Wednesday, October 2: Today is the first QUIZ, which will test you on factual information from the first part of the course.
Friday, October 4: The second writing assignment is due today. You will discuss your paper in a group with the other people who read the same article. Your group will very briefly present the topic to the rest of the class.
Monday, October 7: Reading: The Filter Bubble, Chapter 7 pages 189–216; "The Library of Babel," from Labyrinths by Jorge Luis Borges, pages 51–58. The second writing assignment is returned with comments but no grade
Wednesday, October 9: Reading: 9 Algorithms that Changed the Future, Chapter 6, pages 80–104.
Friday, October 11: Rewrite of the second writing assignment is turned in for grading. The four groups for that assignment will prepare for next week, when they will lead discussions/debates. The requirements for the third and final writing assignment will be distributed.
Fall Break, October 14—15
Wednesday, October 16: Student-led class discussion/debate on two of the topics from the second writing assignment.

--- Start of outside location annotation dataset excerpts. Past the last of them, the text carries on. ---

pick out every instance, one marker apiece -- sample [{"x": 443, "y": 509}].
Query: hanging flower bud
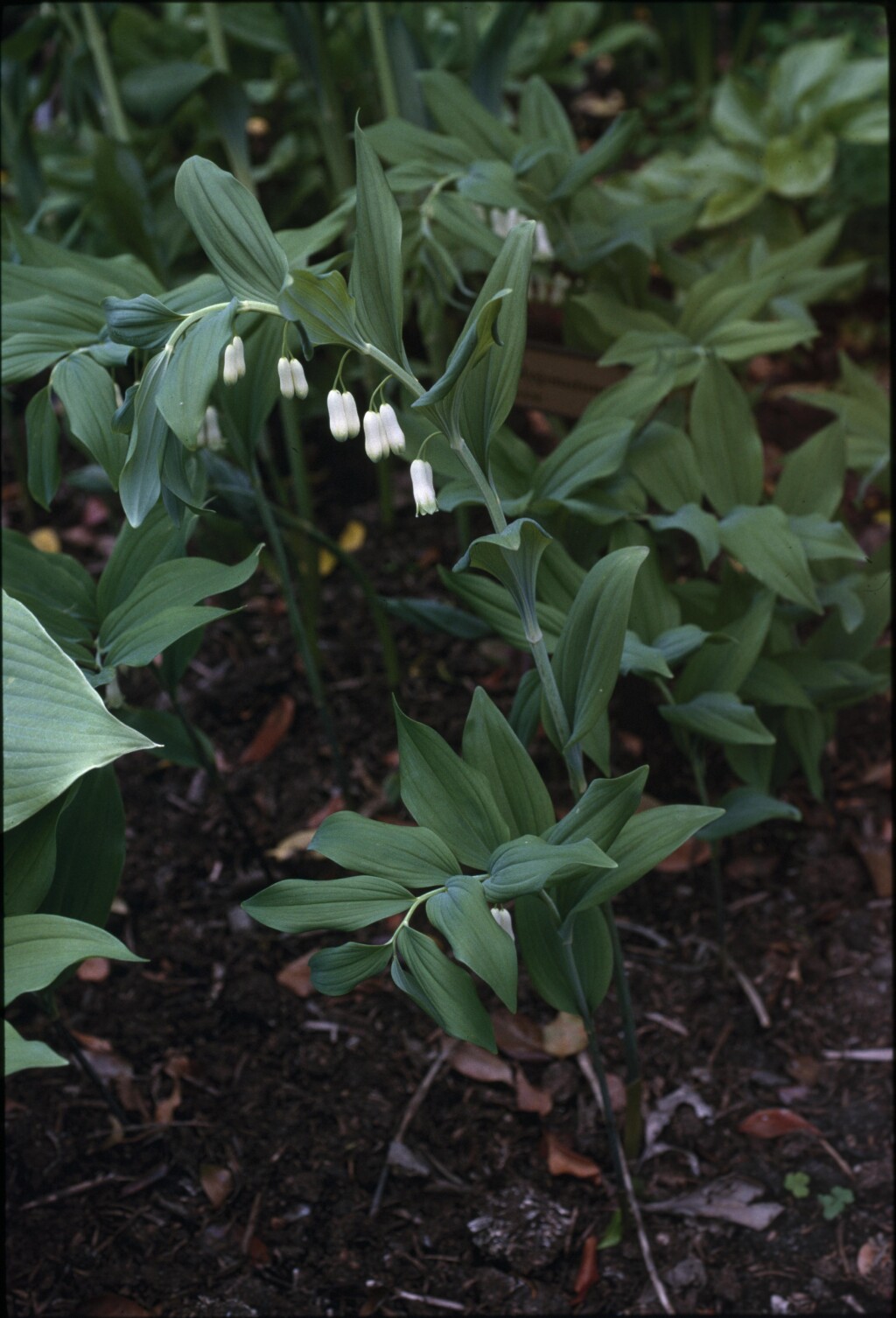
[
  {"x": 299, "y": 380},
  {"x": 393, "y": 431},
  {"x": 240, "y": 357},
  {"x": 504, "y": 919},
  {"x": 424, "y": 493},
  {"x": 352, "y": 416},
  {"x": 543, "y": 245},
  {"x": 288, "y": 385},
  {"x": 231, "y": 372},
  {"x": 338, "y": 418},
  {"x": 375, "y": 445}
]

Friday, October 18: Student-led class discussion/debate on two of the topics from the second writing assignment.
Monday, October 21: Reading: Cognitive Surplus, Chapter 1, pages 1–30.
Wednesday, October 23: Reading: Cognitive Surplus, Chapter 2, pages 31–64.
Friday, October 25: A second visit to the library or discussion of final paper topics. Bring a one-paragraph description of each of two possible topics to class.
Monday, October 28: Lecture on CSS (which controls the appearance of web pages).
Wednesday, October 30: The class meets in a computer lab, where you will work on your web pages, mostly on CSS.
Friday, November 1: Reading: Cognitive Surplus, Chapter 3, pages 65–96.
Monday, November 4: Reading: Cognitive Surplus, Chapter 4, pages 97–131. Preliminary bibliography (possibly an annotated bibliography) for the final paper is due today.
Wednesday, November 6: Reading: 9 Algorithms that Changed the World, Chapter 4, pages 39–59.
Friday, November 8: Second QUIZ, on factual material from the second part of the course.
Monday, November 11: Reading: Alone Together, Introduction, pages 1–20.
Wednesday, November 13: Reading: Alone Together, Chapter 1, pages 23–34.
Friday, November 15: Discussion related to final paper topics.
Monday, November 18: Reading: Alone Together, Chapter 8, pages 151–170.
Wednesday, November 20: Reading: Alone Together, Chapter 9, pages 171–186.
Friday, November 22: The class meets in a computer lab, where you will work on adding more programming to your web pages.
Monday, November 26: Final papers are due today. We will continue discussion of final paper topics.
Thanksgiving Break, November 28—30.
Monday, December 2: Reading: Alone Together, Chapter 14, pages 265–277. Papers will be returned, with comments but no grade.
Wednesday, December 4: Reading: 9 Algorithms that Changed the World, Chapter 10, pages 177–198.
Friday, December 6: Reading: "Prince Ferrix and the Princess Crystal," from The Cyberiad, by Stanislaw Lem, pages 282–295. Final paper rewrites due (but extensions are possible).